Grigsby’s largely upbeat attitude about the future, combined with a worldweary realism that seems mature beyond her years, is echoed in the findings of a national Washington Post-Ipsos poll of teens ages 14 to 18.

While still hopeful about what lies ahead, many teens do not view the current moment so favorably. Fifty-one percent say that now is a bad time to be growing up, compared with 31 percent who answered that way 16 years ago, in a poll of teens conducted by The Post, the

Kaiser Family Foundation and Harvard University. Their parents are even more negative, with more than 6 in 10 saying it’s a bad time for teenagers to be growing up.

These young Americans, who are coming of age amid a once-in-a-lifetime pandemic, political and social unrest, growing economic inequality and rising crime, are keenly aware of the country’s problems. Majorities view political divisions, racial discrimina­tion, the cost of health care and gun violence as “major threats” to their generation, according to the new Post-Ipsos poll. Nearly half also rank climate change as a major threat.
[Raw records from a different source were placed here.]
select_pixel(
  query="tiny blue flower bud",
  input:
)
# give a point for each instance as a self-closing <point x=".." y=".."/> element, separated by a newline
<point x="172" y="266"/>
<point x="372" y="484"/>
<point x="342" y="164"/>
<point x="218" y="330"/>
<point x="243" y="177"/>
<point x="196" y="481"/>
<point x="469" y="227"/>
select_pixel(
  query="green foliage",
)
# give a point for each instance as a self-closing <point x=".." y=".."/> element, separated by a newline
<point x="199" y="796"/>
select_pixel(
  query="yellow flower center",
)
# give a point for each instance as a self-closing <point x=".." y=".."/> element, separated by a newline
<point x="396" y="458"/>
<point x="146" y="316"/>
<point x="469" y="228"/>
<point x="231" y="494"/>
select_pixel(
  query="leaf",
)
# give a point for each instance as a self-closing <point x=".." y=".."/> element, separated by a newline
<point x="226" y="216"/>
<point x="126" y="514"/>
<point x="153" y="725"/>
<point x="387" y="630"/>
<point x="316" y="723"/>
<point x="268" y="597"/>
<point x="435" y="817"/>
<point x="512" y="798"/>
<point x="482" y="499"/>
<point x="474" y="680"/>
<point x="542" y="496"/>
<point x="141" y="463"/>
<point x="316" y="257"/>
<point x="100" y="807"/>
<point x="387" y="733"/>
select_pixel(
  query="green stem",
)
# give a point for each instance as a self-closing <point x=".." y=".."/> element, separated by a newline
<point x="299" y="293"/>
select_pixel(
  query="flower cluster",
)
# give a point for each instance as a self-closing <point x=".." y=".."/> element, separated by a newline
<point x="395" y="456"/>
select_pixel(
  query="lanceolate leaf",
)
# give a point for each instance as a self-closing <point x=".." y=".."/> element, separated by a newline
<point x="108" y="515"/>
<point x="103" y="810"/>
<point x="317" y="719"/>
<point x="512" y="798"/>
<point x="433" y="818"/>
Some are already trying to make a difference. Heily DeJesus, who lives in Lebanon, Pa., said she dashed from her brother’s high school graduation to a Black Lives Matter protest, where they all took a knee for a selfie as her brother raised his fist in the air.
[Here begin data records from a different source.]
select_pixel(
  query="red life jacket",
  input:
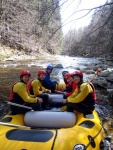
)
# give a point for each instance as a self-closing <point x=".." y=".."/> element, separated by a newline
<point x="29" y="86"/>
<point x="93" y="93"/>
<point x="11" y="96"/>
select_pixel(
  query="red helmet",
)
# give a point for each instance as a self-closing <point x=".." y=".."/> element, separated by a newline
<point x="68" y="75"/>
<point x="78" y="73"/>
<point x="41" y="72"/>
<point x="24" y="72"/>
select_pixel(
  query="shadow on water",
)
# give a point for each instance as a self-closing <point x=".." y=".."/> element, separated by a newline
<point x="10" y="70"/>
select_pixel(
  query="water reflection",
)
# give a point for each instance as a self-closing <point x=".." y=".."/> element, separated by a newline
<point x="10" y="70"/>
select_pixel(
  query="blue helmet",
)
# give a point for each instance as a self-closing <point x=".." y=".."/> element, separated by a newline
<point x="50" y="67"/>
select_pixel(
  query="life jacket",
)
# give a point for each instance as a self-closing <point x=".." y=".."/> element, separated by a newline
<point x="90" y="99"/>
<point x="29" y="87"/>
<point x="14" y="97"/>
<point x="93" y="93"/>
<point x="11" y="96"/>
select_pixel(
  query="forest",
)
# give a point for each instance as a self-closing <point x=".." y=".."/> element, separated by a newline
<point x="29" y="25"/>
<point x="35" y="26"/>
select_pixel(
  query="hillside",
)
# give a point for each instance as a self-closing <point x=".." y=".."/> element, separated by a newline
<point x="30" y="26"/>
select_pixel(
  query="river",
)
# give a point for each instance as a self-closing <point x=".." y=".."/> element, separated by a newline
<point x="10" y="70"/>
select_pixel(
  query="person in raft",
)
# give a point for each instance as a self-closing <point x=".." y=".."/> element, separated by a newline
<point x="35" y="87"/>
<point x="19" y="95"/>
<point x="47" y="82"/>
<point x="70" y="87"/>
<point x="83" y="98"/>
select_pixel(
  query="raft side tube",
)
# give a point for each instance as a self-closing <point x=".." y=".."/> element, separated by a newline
<point x="55" y="97"/>
<point x="50" y="119"/>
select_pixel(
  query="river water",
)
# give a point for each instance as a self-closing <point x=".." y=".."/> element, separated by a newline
<point x="10" y="70"/>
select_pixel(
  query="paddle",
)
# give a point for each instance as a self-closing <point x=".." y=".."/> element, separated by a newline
<point x="97" y="101"/>
<point x="18" y="105"/>
<point x="15" y="125"/>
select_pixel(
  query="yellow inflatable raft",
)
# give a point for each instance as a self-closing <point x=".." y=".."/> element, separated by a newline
<point x="86" y="134"/>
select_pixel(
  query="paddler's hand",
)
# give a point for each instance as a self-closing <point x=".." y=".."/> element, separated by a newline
<point x="49" y="91"/>
<point x="64" y="101"/>
<point x="39" y="100"/>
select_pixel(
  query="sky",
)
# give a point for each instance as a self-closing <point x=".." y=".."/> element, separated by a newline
<point x="70" y="19"/>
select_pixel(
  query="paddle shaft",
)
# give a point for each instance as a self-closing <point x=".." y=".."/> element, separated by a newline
<point x="14" y="125"/>
<point x="14" y="104"/>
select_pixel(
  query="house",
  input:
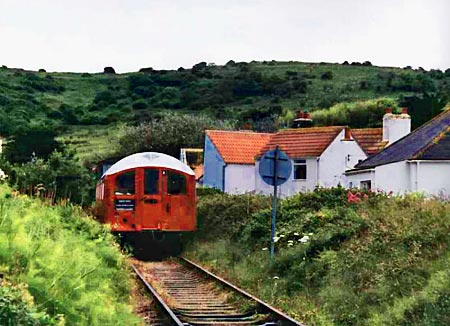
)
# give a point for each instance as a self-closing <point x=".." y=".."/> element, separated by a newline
<point x="193" y="157"/>
<point x="319" y="155"/>
<point x="419" y="161"/>
<point x="229" y="159"/>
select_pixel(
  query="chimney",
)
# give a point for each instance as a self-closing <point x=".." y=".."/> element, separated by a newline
<point x="303" y="120"/>
<point x="395" y="126"/>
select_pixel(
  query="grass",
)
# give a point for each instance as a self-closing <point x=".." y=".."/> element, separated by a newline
<point x="69" y="264"/>
<point x="91" y="143"/>
<point x="383" y="261"/>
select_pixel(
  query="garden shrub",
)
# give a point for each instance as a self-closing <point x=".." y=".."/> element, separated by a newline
<point x="342" y="257"/>
<point x="70" y="263"/>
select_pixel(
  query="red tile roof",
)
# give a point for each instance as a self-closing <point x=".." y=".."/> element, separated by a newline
<point x="238" y="147"/>
<point x="303" y="142"/>
<point x="370" y="139"/>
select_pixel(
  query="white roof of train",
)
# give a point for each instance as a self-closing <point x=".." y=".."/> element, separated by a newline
<point x="149" y="159"/>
“It felt great to know that we’re a part of making a change for the world,” she remembered. “Even if it’s a small town, we’re still making a change.”
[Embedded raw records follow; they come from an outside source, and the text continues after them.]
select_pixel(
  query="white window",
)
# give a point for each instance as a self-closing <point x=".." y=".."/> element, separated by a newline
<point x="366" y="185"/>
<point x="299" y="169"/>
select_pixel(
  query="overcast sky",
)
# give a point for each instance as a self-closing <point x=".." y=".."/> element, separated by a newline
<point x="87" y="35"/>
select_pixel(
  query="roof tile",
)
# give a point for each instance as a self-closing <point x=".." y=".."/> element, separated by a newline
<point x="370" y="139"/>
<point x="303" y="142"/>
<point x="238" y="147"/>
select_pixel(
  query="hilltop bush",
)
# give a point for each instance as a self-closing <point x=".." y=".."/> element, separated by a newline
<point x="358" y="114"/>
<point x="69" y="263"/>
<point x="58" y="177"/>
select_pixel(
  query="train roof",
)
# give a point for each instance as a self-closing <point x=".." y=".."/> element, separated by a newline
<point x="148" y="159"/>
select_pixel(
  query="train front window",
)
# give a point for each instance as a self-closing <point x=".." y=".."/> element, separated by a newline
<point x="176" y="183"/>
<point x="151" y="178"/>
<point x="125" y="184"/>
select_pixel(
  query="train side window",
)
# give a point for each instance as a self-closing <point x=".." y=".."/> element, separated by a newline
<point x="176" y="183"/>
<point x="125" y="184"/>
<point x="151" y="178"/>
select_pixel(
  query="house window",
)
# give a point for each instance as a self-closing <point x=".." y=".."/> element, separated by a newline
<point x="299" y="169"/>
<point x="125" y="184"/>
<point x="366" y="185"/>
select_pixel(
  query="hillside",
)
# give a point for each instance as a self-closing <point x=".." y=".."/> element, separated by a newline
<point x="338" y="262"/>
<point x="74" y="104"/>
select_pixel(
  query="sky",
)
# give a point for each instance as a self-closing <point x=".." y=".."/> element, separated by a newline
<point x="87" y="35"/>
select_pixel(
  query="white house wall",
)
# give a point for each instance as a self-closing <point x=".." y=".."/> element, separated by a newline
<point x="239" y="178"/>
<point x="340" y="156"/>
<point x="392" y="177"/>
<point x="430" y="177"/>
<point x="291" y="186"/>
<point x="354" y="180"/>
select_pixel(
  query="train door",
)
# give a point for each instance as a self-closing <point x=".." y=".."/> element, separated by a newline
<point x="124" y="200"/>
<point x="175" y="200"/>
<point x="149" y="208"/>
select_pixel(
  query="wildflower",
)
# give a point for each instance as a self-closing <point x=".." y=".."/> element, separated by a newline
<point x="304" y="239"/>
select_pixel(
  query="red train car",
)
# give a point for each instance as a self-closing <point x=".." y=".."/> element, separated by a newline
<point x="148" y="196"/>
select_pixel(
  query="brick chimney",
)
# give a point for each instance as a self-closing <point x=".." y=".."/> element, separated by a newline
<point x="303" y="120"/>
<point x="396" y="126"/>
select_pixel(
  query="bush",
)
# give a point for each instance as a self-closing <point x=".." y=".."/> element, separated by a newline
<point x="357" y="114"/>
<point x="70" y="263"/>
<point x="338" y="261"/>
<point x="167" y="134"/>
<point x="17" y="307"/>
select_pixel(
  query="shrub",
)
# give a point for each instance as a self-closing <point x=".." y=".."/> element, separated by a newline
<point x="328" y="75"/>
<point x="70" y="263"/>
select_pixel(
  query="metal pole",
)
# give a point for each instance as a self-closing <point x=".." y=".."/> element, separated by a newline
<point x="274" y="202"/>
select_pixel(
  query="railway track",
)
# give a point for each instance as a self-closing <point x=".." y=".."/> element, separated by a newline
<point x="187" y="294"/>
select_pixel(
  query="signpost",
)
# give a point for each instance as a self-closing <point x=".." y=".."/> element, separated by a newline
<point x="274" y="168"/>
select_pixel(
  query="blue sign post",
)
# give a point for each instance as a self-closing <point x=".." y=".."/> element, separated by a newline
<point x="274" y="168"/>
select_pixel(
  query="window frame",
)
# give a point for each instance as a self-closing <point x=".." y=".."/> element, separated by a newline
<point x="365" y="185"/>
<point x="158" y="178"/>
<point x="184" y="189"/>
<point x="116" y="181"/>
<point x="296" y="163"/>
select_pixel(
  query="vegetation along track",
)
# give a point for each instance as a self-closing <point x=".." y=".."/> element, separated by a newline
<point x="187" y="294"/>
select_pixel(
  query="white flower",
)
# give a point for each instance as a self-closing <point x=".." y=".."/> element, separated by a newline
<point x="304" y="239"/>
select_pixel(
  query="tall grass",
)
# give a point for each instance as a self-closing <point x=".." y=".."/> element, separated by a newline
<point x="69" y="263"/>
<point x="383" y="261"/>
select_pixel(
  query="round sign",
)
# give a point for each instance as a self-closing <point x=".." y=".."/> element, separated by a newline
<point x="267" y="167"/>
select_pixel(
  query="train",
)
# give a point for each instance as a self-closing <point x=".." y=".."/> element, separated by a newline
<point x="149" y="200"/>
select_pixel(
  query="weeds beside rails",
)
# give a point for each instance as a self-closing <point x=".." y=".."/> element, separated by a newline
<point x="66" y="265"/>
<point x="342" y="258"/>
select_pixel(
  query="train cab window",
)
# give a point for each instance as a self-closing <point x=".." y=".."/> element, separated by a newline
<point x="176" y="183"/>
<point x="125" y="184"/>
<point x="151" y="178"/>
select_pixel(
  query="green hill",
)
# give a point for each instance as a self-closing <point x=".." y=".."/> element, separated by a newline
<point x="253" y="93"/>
The survey of 1,349 teens was conducted online in May and June primarily through Ipsos’s randomly recruited panel of U.S. households. Overall results have a margin of error of plus or minus three percentage points, and the relatively large sample allows comparison of White, Black, Hispanic and Asian teens.

These young people are part of what is likely the most diverse cohort in the nation’s history. New Census Bureau data shows that the country’s under-18 population is majority-minority for the first time, with White children making up 47.3 percent of that age group compared with 53.5 percent in 2010. Their childhoods have been marked by racial justice protests and a growing societal acceptance of LGBTQ people. Most also perceive significan­t discrimina­tion against a wide range of groups in American society. Black and transgende­r people topped the list, with about 6 in 10 teens saying Black people are treated unfairly very or somewhat often and an almost equal share saying the same thing about transgende­r people.

But even given such looming challenges, the optimism of teens runs through the poll findings, especially when it comes to what the future holds for their own lives.

Nine in 10 teens say they are very or fairly likely to achieve a good standard of living as an adult, while nearly half still believe their opportunit­ies to succeed in life are better than their parents’ were. About 4 in 10 believe they are about the same, while fewer than 2 in 10 say their opportunit­ies to succeed in life are worse.

Vincent Bornhorst has a rosy view of his future. The 18-year-old, who just graduated from Thomas S. Wootton High School in Rockville, Md., is a freshman at Virginia Tech, majoring in computer science. Earning a college diploma is a top priority, he says, which puts him among the roughly 8 in 10 teens who describe this goal as important. He expects to have about the same opportunit­y to succeed as his mother, a physician, and his father, a stay-at-home dad. What he doesn’t anticipate: one day becoming rich or famous, especially since he thinks the latter would entail public speaking, which he hates.

Overall, even with the omnipresen­ce of social media stars who make achieving celebrity and wealth look as easy as racking up TikTok likes, a significan­tly smaller percentage of teens today believe they will become rich.

About half think it’s very or fairly likely that they will be rich one day, compared with more than 6 in 10 in 2005. White teens like Bornhorst are among the least likely to expect to become wealthy - with 44 percent predicting they will likely become rich. That number rises slightly to 49 percent for Hispanic teens. By contrast, about three-quarters of Black teens and two-thirds of Asian teens believe they will be rich one day. (Presumably, the notion of the top 1 percent hasn’t quite sunk in yet.)